"General error: 1005 Can't create table" Using Laravel Schema Build and Foreign Keys

I've been having the same problem. I just noticed the following note at the very bottom of the Laravel Schema docs:

Note: The field referenced in the foreign key is very likely an auto increment and therefore automatically an unsigned integer. Please make sure to create the foreign key field with unsigned() as both fields have to be the exact same type, the engine on both tables has to be set to InnoDB, and the referenced table must be created before the table with the foreign key.

For me, as soon as I set my foreign key fields as such:

$table->integer('author')->unsigned();

I had no problem.

EDIT: Also, make sure that the fields in the foreign table are already created, otherwise this may fail with the same error.


I'm not 100% sure if these are the reasons this is failing but a couple of pointers. If you're using an older version of mySQL as the database, the default table implementation is myISAM that does not support foreign key restraints. As your scripts are failing on the foreign key assignment, you are better off explicitly stating that you want INNODB as the engine using this syntax in Schema's create method.

Schema::create('lessons', function($table)
{
    $table->engine = 'InnoDB';

    $table->increments('id');
    $table->string('title')->nullable();
    $table->string('summary')->nullable();
    $table->timestamps();
});

This should hopefully alleviate the problems you are having.

Also, whilst you can declare foreign keys as an afterthought, I create the foreign keys within the initial schema as I can do an easy check to make sure I've got the right DB engine set.
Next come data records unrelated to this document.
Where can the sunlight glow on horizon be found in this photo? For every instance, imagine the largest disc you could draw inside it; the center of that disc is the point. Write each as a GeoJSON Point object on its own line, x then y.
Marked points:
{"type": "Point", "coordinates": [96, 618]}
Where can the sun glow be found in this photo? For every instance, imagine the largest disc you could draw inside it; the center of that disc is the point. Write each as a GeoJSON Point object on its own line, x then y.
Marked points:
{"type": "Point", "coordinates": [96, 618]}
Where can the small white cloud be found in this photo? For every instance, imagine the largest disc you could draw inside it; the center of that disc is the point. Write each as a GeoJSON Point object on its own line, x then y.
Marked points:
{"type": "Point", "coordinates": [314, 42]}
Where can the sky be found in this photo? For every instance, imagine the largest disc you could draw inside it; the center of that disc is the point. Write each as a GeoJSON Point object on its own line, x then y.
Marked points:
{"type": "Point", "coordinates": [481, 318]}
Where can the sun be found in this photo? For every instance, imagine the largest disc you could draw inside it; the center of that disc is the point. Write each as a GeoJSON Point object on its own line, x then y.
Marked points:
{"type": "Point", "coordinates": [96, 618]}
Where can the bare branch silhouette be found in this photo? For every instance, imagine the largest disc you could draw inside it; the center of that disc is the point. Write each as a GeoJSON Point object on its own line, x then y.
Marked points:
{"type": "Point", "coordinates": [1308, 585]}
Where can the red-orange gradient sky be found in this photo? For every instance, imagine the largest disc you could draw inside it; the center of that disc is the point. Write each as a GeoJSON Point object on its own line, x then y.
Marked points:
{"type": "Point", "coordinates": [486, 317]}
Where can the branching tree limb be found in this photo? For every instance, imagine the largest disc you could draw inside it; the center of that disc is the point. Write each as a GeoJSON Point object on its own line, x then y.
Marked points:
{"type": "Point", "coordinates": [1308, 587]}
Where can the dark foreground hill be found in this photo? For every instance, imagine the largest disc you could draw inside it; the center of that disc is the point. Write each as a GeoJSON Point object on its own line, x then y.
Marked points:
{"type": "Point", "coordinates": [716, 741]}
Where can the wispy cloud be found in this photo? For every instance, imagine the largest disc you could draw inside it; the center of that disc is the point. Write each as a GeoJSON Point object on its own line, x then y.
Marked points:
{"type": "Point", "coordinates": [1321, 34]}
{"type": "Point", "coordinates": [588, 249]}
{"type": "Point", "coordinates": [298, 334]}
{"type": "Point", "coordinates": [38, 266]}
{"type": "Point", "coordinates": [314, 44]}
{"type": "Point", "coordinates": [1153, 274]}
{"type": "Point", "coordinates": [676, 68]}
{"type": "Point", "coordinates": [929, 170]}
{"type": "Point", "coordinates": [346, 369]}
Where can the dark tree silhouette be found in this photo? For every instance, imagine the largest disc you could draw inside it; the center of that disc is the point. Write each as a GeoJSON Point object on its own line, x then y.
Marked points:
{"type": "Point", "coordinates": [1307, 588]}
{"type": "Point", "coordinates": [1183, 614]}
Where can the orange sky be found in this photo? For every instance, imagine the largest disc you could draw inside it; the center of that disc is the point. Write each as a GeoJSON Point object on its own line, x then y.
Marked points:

Schema::create('tutorials', function($table)
{
    $table->engine = 'InnoDB';

    $table->increments('id');
    $table->integer('author');
    $table->integer('lesson');
    $table->string('title')->nullable();
    $table->string('summary')->nullable();
    $table->string('tagline')->nullable();
    $table->text('content')->nullable();
    $table->text('attachments')->nullable();
    $table->timestamps();

    $table->foreign('author')->references('id')->on('users');
    $table->foreign('lesson')->references('id')->on('lessons');
});

Hope this helps / solves your problem.


A Summary of the answers already listed, plus mine:

  1. Foreign Keys generally require InnoDb, so set your default engine, or explicitly specify

    $table->engine = 'InnoDB';
    
  2. Foreign keys require the referenced table to exist. Make sure the referenced table is created in an earlier migration, prior to creating the key. Consider creating the keys in a separate migration to be sure.

  3. Foreign Keys require the data type to be congruent. Check whether the referenced field is the same type, whether its signed or unsigned, whether it's length is the same (or less).

  4. If you are switching between hand-coding migrations, and using generators, make sure you check the id type you are using. Artisan uses increments() by default but Jeffrey Way appears to prefer integer('id', true).